La fédération des chasseurs met en place une "prime à la queue de renard" en Charente-Maritime

Pour 35 queues de renards, un permis de chasse intégralement remboursé. Celui qui fera une razzia se verra offrir une prime de 500 euros.

L’officier Rick James, du ministère australien des Ressources Naturelles et de l’Environnement, présente des queues de renards déposées contre une prime de 10 dollars australiens, dans la ville de Ballarat, le 6 août 2002. © Photo by PAUL CROCK / AFP

"Les premiers écologistes de France" ont encore frappé. La Fédération nationale des chasseurs de France propose aux chasseurs de devenir en plus chasseurs de primes. L’antenne régionale charentaise de cette organisation a mis en place cette année en Charente-Maritime des "primes au mérite", attribuées à ceux qui tuent le plus de renards.

Le fonctionnement est simple : il faut rapporter la queue de l’animal "chez un équipementier partenaire" pour prouver qu’il a été éliminé. Pour un minimum de 35 queues de renards récoltées, le coût du permis de chasse sera intégralement remboursé.

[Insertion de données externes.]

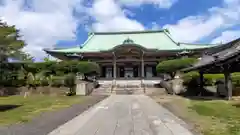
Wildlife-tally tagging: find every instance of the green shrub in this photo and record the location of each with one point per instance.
(57, 81)
(172, 66)
(210, 79)
(44, 81)
(70, 83)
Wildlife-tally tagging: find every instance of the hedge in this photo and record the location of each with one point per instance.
(172, 66)
(43, 73)
(210, 79)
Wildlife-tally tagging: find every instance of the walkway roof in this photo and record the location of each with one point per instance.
(220, 58)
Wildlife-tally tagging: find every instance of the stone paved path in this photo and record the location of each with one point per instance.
(125, 115)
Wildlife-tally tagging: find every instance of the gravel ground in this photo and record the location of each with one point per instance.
(48, 121)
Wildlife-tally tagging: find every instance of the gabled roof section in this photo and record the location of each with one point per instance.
(104, 41)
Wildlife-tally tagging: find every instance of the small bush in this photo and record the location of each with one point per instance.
(44, 81)
(69, 82)
(210, 79)
(57, 81)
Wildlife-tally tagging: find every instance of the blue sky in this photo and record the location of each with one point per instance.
(66, 23)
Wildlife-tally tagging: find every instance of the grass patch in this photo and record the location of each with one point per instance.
(218, 113)
(26, 108)
(209, 117)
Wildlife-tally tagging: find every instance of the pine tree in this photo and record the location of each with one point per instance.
(11, 43)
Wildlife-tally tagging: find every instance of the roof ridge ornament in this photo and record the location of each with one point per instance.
(128, 41)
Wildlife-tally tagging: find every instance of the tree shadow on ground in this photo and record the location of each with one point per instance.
(4, 108)
(8, 91)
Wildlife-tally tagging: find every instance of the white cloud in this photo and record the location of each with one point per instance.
(42, 23)
(227, 36)
(195, 28)
(159, 3)
(116, 20)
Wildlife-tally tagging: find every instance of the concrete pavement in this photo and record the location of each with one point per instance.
(125, 115)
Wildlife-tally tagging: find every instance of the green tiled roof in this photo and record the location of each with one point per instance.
(103, 41)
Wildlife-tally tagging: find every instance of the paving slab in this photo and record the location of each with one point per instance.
(125, 115)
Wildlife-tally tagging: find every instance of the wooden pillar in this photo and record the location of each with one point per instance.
(228, 84)
(201, 78)
(142, 67)
(114, 66)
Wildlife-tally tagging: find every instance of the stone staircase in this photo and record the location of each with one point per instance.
(103, 89)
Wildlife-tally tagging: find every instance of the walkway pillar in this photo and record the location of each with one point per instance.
(114, 66)
(228, 84)
(201, 78)
(142, 63)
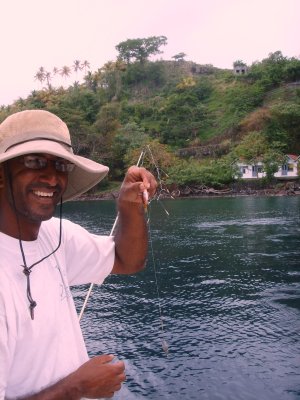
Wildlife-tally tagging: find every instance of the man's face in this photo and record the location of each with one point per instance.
(36, 186)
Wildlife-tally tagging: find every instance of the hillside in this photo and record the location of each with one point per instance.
(197, 119)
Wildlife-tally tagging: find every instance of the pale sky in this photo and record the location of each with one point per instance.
(53, 33)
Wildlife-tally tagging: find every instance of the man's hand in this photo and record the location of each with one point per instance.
(136, 181)
(99, 377)
(96, 378)
(131, 237)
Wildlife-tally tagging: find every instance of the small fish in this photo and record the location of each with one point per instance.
(165, 346)
(145, 199)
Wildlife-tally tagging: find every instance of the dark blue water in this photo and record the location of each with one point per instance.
(229, 280)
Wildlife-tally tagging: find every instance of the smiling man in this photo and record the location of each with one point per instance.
(42, 352)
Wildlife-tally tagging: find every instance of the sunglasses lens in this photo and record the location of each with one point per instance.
(32, 161)
(35, 162)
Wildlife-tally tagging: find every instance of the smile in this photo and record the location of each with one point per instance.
(43, 194)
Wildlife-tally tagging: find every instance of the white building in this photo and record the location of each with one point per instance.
(288, 170)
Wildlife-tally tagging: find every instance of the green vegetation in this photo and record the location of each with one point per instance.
(198, 119)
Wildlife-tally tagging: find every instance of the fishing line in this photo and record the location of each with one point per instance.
(140, 160)
(160, 192)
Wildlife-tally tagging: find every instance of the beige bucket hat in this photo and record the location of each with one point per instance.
(39, 131)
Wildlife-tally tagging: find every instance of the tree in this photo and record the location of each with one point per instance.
(85, 65)
(239, 63)
(179, 56)
(77, 66)
(40, 75)
(65, 71)
(140, 49)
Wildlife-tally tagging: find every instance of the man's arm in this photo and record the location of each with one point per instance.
(96, 378)
(131, 238)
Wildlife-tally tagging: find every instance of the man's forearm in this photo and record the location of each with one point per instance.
(64, 389)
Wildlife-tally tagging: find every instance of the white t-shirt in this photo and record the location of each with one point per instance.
(37, 353)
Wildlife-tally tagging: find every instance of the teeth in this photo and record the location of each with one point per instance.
(43, 194)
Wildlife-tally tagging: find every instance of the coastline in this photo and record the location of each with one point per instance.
(187, 192)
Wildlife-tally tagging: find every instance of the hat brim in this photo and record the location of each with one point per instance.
(85, 175)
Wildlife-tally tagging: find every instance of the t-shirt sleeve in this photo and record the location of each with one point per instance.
(89, 257)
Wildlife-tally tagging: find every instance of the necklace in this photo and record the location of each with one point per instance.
(27, 270)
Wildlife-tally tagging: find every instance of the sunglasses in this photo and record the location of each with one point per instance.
(35, 161)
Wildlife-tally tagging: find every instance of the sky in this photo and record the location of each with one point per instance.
(54, 33)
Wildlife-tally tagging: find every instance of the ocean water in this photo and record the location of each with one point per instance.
(223, 276)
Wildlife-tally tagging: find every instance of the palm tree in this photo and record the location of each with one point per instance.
(65, 71)
(85, 65)
(48, 78)
(77, 65)
(40, 75)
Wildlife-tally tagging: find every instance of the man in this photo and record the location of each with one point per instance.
(42, 353)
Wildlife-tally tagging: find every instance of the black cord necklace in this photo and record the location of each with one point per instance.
(27, 270)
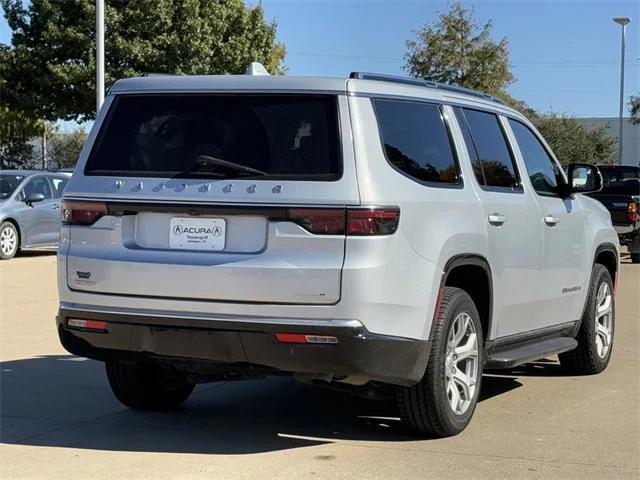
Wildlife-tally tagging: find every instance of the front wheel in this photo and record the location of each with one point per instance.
(443, 402)
(147, 386)
(9, 240)
(595, 337)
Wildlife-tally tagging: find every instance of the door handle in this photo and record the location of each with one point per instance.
(551, 220)
(497, 219)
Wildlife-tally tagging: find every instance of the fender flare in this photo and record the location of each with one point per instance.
(603, 247)
(467, 259)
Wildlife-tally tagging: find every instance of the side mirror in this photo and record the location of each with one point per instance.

Le chasseur ayant rapporté le plus de queues de renards se verra pour sa part recevoir une prime de 500 euros, rapporte Le Parisien qui a eu accès au courrier de la Fédération adressée à ses chasseurs membres. Il s’agit d’une pratique commune, qui existe dans d’autres régions pour plusieurs animaux et depuis longtemps.

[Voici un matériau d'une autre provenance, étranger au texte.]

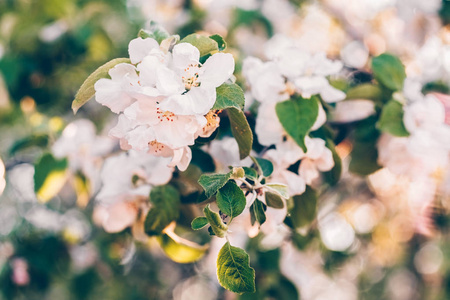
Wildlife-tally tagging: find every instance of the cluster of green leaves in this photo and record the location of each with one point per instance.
(389, 74)
(233, 270)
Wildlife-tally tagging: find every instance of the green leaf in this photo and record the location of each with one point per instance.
(156, 32)
(87, 91)
(50, 175)
(165, 201)
(333, 176)
(234, 271)
(214, 219)
(250, 173)
(264, 165)
(199, 223)
(181, 251)
(229, 95)
(220, 41)
(279, 188)
(213, 182)
(231, 199)
(365, 91)
(241, 131)
(297, 116)
(257, 212)
(391, 120)
(274, 200)
(305, 208)
(203, 43)
(389, 71)
(364, 155)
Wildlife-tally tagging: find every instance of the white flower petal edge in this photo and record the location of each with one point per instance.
(217, 69)
(139, 48)
(113, 92)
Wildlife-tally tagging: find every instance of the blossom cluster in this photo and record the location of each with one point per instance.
(164, 97)
(289, 71)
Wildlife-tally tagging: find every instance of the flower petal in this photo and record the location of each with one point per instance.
(119, 217)
(217, 69)
(185, 54)
(139, 48)
(330, 94)
(198, 100)
(181, 158)
(168, 82)
(308, 170)
(310, 85)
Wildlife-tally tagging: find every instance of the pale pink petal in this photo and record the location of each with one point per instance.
(139, 48)
(330, 94)
(198, 100)
(119, 217)
(111, 94)
(181, 158)
(124, 125)
(321, 118)
(139, 137)
(310, 85)
(185, 54)
(168, 82)
(308, 170)
(217, 69)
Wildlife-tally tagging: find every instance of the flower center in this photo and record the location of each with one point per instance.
(165, 116)
(190, 78)
(156, 147)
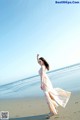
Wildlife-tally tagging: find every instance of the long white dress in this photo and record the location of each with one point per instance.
(54, 96)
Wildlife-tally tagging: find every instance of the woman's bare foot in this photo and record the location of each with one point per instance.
(49, 115)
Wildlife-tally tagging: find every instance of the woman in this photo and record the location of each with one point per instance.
(54, 96)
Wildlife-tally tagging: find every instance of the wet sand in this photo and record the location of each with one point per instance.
(37, 108)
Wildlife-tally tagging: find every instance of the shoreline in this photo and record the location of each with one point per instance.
(36, 108)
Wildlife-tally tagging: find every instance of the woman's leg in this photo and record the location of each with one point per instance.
(50, 103)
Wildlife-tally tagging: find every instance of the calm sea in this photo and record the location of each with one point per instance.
(67, 78)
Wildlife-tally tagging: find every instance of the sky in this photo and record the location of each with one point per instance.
(31, 27)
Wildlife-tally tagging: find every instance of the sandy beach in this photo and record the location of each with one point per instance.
(37, 108)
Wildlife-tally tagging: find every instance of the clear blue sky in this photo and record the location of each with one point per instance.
(28, 27)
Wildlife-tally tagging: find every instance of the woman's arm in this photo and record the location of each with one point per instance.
(37, 57)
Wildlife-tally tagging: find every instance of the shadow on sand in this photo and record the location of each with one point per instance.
(37, 117)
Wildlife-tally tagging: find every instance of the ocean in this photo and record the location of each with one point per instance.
(67, 78)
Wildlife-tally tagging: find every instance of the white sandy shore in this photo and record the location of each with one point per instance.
(37, 109)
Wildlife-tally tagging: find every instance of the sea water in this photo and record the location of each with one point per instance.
(67, 78)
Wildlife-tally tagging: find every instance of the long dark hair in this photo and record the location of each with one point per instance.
(45, 62)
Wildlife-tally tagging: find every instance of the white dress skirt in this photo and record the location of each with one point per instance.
(54, 96)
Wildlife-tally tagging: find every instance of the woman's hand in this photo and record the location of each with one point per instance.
(42, 86)
(37, 55)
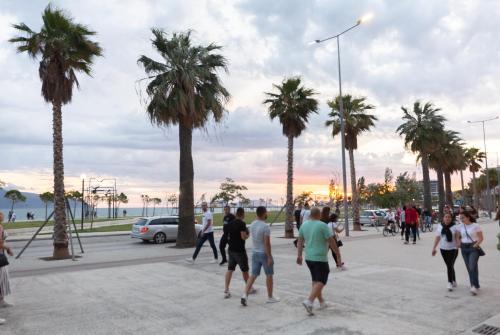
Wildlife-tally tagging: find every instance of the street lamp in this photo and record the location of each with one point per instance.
(488, 191)
(82, 177)
(363, 19)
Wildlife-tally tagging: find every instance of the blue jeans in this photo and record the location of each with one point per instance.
(202, 240)
(471, 258)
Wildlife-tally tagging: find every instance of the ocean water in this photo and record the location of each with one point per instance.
(103, 212)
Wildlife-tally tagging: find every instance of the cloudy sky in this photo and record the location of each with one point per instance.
(442, 51)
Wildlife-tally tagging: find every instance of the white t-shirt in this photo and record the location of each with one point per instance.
(472, 230)
(208, 216)
(443, 243)
(305, 215)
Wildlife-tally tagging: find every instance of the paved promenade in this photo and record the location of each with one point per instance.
(389, 288)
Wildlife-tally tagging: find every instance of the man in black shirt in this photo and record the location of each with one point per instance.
(228, 217)
(237, 233)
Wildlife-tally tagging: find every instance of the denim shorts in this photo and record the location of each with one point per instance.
(259, 260)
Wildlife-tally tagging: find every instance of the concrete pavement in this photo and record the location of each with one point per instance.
(389, 288)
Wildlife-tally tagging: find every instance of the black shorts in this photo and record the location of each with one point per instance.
(319, 271)
(239, 258)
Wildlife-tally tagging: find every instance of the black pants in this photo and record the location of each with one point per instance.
(403, 228)
(202, 240)
(413, 228)
(222, 247)
(449, 257)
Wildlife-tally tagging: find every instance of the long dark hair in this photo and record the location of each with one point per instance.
(469, 215)
(325, 214)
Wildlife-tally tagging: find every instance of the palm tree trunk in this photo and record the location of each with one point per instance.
(354, 190)
(60, 235)
(449, 193)
(474, 190)
(426, 181)
(186, 233)
(289, 191)
(462, 185)
(441, 195)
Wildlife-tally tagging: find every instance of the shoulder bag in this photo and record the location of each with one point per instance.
(339, 242)
(480, 250)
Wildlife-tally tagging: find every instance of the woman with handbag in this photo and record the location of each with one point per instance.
(469, 238)
(445, 234)
(4, 274)
(331, 221)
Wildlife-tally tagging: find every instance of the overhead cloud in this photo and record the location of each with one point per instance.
(440, 51)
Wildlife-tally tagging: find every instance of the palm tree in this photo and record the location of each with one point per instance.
(156, 202)
(357, 121)
(64, 49)
(291, 105)
(474, 156)
(421, 127)
(184, 90)
(46, 197)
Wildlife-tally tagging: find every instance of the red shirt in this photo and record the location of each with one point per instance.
(411, 215)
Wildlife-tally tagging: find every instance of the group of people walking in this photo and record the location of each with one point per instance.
(466, 236)
(317, 235)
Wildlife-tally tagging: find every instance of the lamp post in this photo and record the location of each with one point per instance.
(488, 191)
(83, 195)
(341, 115)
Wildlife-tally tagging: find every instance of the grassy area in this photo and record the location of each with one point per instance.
(36, 224)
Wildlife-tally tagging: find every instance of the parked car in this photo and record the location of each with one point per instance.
(371, 217)
(158, 229)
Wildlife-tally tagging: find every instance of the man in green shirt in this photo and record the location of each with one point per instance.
(317, 238)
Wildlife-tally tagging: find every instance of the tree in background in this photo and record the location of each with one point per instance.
(422, 129)
(156, 202)
(46, 197)
(185, 90)
(14, 196)
(229, 192)
(357, 121)
(64, 48)
(292, 106)
(407, 189)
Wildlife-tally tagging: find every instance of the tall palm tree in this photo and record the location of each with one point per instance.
(292, 106)
(357, 121)
(473, 157)
(184, 90)
(420, 128)
(64, 49)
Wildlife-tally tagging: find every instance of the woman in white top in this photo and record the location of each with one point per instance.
(445, 237)
(469, 237)
(4, 273)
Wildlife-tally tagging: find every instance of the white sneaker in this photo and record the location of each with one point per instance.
(5, 304)
(244, 299)
(272, 300)
(308, 306)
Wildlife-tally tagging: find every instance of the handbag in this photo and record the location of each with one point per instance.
(339, 242)
(479, 250)
(3, 260)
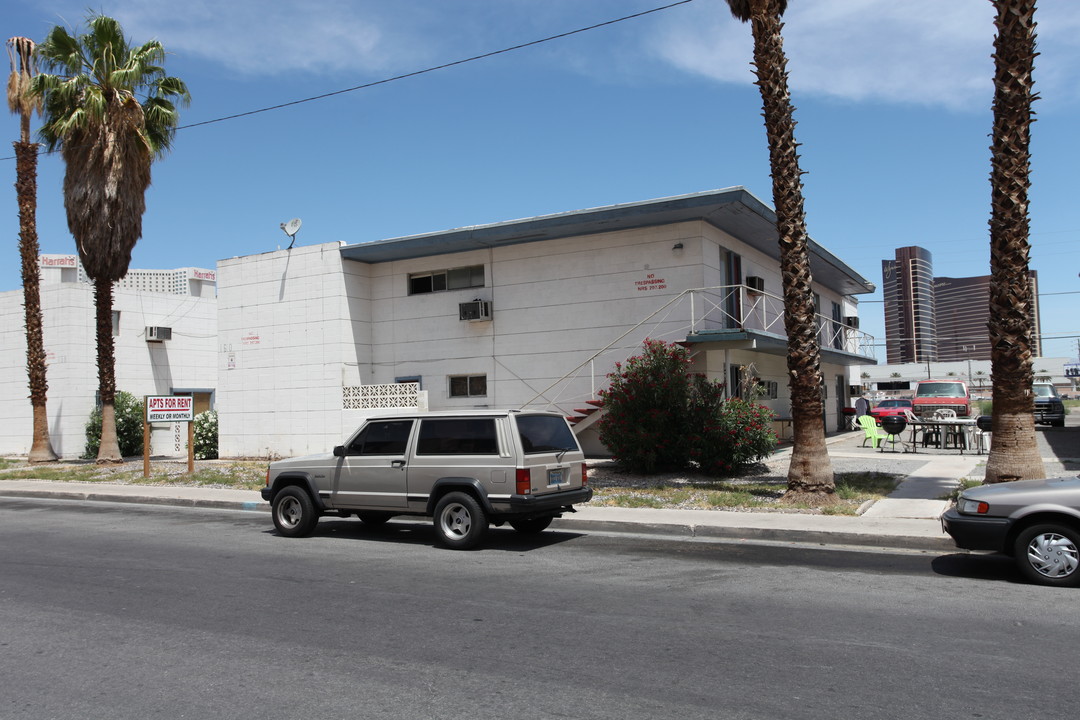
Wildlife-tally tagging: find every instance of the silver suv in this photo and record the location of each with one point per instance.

Les renards roux sont classés comme "nuisibles", en partie en raison des maladies qu’ils pourraient propager. Pourtant, beaucoup d’ONG de protection animale défendent leur utilité, notamment du fait que ce sont de remarquables prédateurs, ou qu’ils jouent un grand rôle dans la dissémination des graines. D’après l’Association pour la Protection des Animaux Sauvages, entre 600 000 et un million de renards sont éliminés chaque année.

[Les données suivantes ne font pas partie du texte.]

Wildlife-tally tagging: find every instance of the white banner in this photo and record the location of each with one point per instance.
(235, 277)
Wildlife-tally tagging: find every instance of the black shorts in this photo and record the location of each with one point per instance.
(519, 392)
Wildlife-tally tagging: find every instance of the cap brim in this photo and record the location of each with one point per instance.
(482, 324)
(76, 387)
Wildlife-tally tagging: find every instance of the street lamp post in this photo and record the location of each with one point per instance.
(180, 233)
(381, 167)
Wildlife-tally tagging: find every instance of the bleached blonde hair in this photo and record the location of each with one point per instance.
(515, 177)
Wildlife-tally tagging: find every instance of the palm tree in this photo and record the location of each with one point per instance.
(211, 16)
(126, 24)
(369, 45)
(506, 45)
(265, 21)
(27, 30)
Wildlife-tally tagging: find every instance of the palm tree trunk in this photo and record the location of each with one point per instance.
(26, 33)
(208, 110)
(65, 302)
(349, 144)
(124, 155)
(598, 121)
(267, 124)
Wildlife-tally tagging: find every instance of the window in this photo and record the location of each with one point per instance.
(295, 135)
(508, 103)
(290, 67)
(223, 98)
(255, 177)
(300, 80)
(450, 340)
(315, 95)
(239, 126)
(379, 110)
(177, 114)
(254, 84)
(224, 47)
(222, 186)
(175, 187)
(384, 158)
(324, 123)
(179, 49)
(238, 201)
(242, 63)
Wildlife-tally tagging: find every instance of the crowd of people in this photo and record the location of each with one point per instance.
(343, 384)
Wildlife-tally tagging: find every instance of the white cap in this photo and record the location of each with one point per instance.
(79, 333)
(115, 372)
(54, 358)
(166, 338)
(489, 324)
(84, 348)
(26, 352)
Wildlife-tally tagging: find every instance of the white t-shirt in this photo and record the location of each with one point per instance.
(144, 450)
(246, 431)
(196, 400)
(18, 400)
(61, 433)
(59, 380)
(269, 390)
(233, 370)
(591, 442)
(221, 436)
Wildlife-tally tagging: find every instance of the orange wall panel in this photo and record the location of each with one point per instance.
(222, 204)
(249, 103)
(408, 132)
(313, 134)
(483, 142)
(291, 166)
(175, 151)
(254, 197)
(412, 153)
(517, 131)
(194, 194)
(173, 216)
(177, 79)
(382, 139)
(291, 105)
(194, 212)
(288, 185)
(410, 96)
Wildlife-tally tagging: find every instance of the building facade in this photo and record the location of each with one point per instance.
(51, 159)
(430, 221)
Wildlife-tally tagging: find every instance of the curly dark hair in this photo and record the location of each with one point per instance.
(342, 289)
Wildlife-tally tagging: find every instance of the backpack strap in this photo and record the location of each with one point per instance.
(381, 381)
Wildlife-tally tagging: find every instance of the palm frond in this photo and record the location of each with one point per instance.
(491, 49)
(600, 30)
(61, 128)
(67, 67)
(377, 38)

L’association de défense animale One Voice a réagi en s’indignant : "Une prime au mérite pour 'éliminer massivement' les renards roux ?! Aimer la chasse est vraiment synonyme de puits sans fond à idée pour tuer". L’ONG a annoncé qu’elle comptait attaquer en justice et elle "demande au ministère de l’Écologie le retrait immédiat du renard roux de la liste des nuisibles". Quant à la fondation 30 millions d’amis, elle a considéré que les chasseurs n’avaient "plus aucune limite".